Vorwurf: Die Kapitänin hätte einen anderen Hafen anlaufen können, sie war ohnehin zwei Wochen auf See. Warum fuhr sie nicht nach Deutschland?

Antwort: Sie wartete auf die Erlaubnis, mit 40 Geretteten einlaufen zu dürfen. Deutschland z.B. ist viel zu weit für ein kleines Schiff. An Bord ereigneten sich dramatische Szenen, das Wasser wurde knapp, und die Kapitänin fürchtete Selbstmorde.

„Die Situation war hoffnungslos. Und mein Ziel war es lediglich, erschöpfte und verzweifelte Menschen an Land zu bringen. Ich hatte Angst.“ Sie habe befürchtet, die Migranten könnten sich durch einen Sprung ins Wasser umbringen, da sie nicht schwimmen könnten. (Quelle: Tagesschau.de)

Dass sie mit einem Polizeiboot zustammen stieß, kommentierte sie so: „Sie habe das Polizeiboot sicher nicht berühren wollen, sagte sie dem Bericht zufolge. Sie habe die Situation falsch eingeschätzt, als sie sich dem Dock näherte. „Ich hatte nicht die Absicht, irgendjemanden in Gefahr zu bringen, ich habe mich bereits entschuldigt und bitte erneut um Entschuldigung.“ (Quelle: Tagesspiegel)

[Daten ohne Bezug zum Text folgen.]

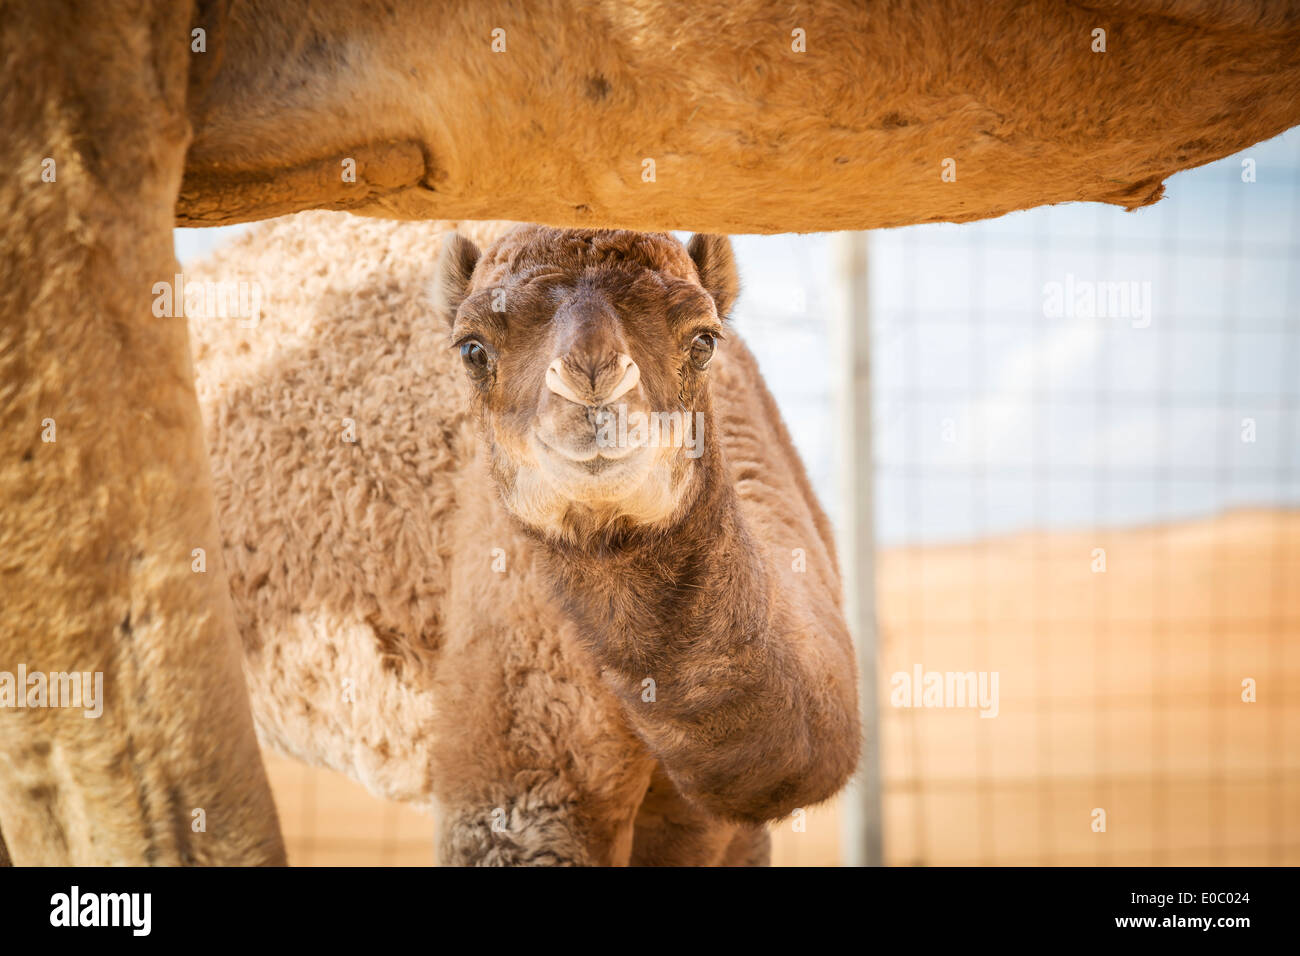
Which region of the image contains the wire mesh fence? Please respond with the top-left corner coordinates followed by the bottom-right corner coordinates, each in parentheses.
top-left (855, 129), bottom-right (1299, 866)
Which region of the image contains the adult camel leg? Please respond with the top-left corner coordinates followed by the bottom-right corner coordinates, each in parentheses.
top-left (0, 1), bottom-right (285, 864)
top-left (0, 824), bottom-right (9, 866)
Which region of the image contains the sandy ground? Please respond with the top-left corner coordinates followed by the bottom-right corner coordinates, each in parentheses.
top-left (264, 509), bottom-right (1298, 865)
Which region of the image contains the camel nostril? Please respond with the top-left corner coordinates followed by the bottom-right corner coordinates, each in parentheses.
top-left (546, 353), bottom-right (639, 407)
top-left (604, 355), bottom-right (639, 403)
top-left (546, 359), bottom-right (588, 406)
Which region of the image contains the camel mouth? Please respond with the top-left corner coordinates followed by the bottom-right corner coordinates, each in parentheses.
top-left (533, 420), bottom-right (647, 463)
top-left (534, 432), bottom-right (644, 469)
top-left (528, 433), bottom-right (657, 500)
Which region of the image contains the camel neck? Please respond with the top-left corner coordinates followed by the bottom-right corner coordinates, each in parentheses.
top-left (538, 433), bottom-right (769, 675)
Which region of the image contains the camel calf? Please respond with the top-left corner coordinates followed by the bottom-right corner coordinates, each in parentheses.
top-left (188, 213), bottom-right (856, 864)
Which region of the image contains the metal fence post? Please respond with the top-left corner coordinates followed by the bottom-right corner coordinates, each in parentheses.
top-left (835, 231), bottom-right (885, 867)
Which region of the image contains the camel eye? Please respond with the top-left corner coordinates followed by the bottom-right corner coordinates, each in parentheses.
top-left (459, 339), bottom-right (493, 375)
top-left (689, 332), bottom-right (716, 369)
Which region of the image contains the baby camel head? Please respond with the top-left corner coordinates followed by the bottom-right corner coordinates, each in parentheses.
top-left (434, 225), bottom-right (739, 542)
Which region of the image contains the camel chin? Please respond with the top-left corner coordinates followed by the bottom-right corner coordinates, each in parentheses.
top-left (508, 440), bottom-right (691, 543)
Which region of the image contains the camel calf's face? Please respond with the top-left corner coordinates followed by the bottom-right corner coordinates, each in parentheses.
top-left (434, 226), bottom-right (739, 540)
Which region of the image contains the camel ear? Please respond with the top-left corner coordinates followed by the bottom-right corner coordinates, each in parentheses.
top-left (687, 234), bottom-right (739, 320)
top-left (432, 231), bottom-right (481, 327)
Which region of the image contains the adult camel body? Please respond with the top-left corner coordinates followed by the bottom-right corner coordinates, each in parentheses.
top-left (1, 0), bottom-right (1298, 863)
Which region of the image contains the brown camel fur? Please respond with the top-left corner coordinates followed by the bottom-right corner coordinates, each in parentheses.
top-left (184, 214), bottom-right (855, 864)
top-left (0, 0), bottom-right (284, 865)
top-left (2, 0), bottom-right (1298, 864)
top-left (179, 1), bottom-right (1300, 231)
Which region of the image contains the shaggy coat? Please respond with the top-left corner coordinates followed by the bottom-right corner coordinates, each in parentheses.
top-left (188, 213), bottom-right (858, 865)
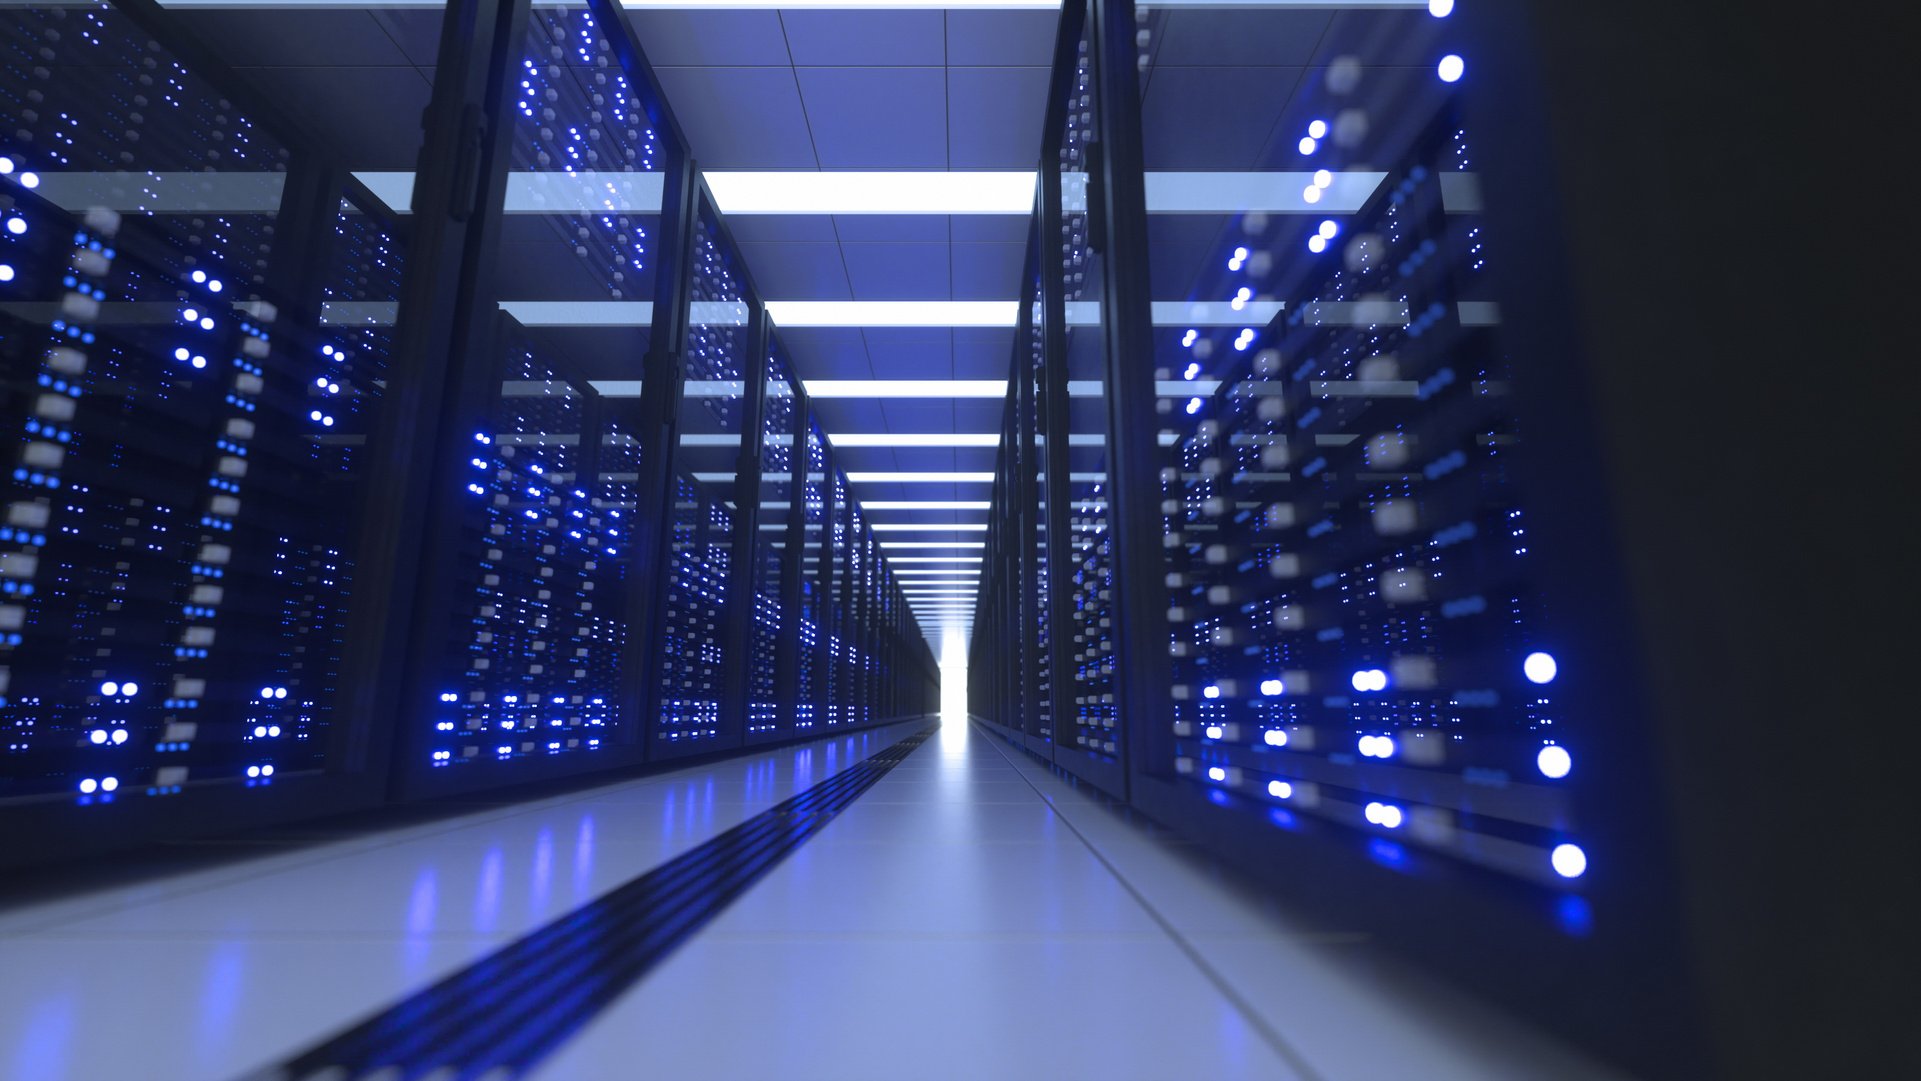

Vorwurf: Durch die Arbeit der NGO werden Flüchtlinge ermutigt, die gefährliche Überfahrt zu wagen. Dadurch gibt es noch mehr Tote. Die Seenotretter sind also direkt für den Tod verantwortlich.

Antwort: Falsch. Mehrere wissenschaftlicher Studien (siehe auch: „Death by rescue„) belegen, dass es keinen Zusammenhang zwischen der Präsenz ziviler Seenotretter und der Zahl der Flüchtenden gibt. Eine aktuelle Untersuchung von Elias Steinhilper and Rob Gruijters, die Migrationszahlen auf der zentralen Mittelmeerroute zu Zeiten mit größerer Präsenz von Seenotrettungsschiffen und dann Zeiten mit weniger Präsenz vergleicht, kommt zum Schluss: Die Zahl der Toten verringert sich. Einen Effekt auf die Zahl der Migranten hat es nicht.

Noch einfacher ausgedrückt kann man sagen, dass die Retter kamen, weil die Menschen ertranken. Denn Menschen fliehen aus Gründen, auf welche die Anzahl der Rettungsschiffe keinen Einfluss hat: Krieg, Hunger, Verfolgung. Weniger Rettungsschiffe führen nicht zu weniger Flüchtenden, sondern zu mehr Toten auf der Flucht. 2018 starben nach Angaben des Flüchtlingshilfswerks UNHCR durchschnittlich sechs Menschen täglich beim Versuch, das Mittelmeer zu überqueren.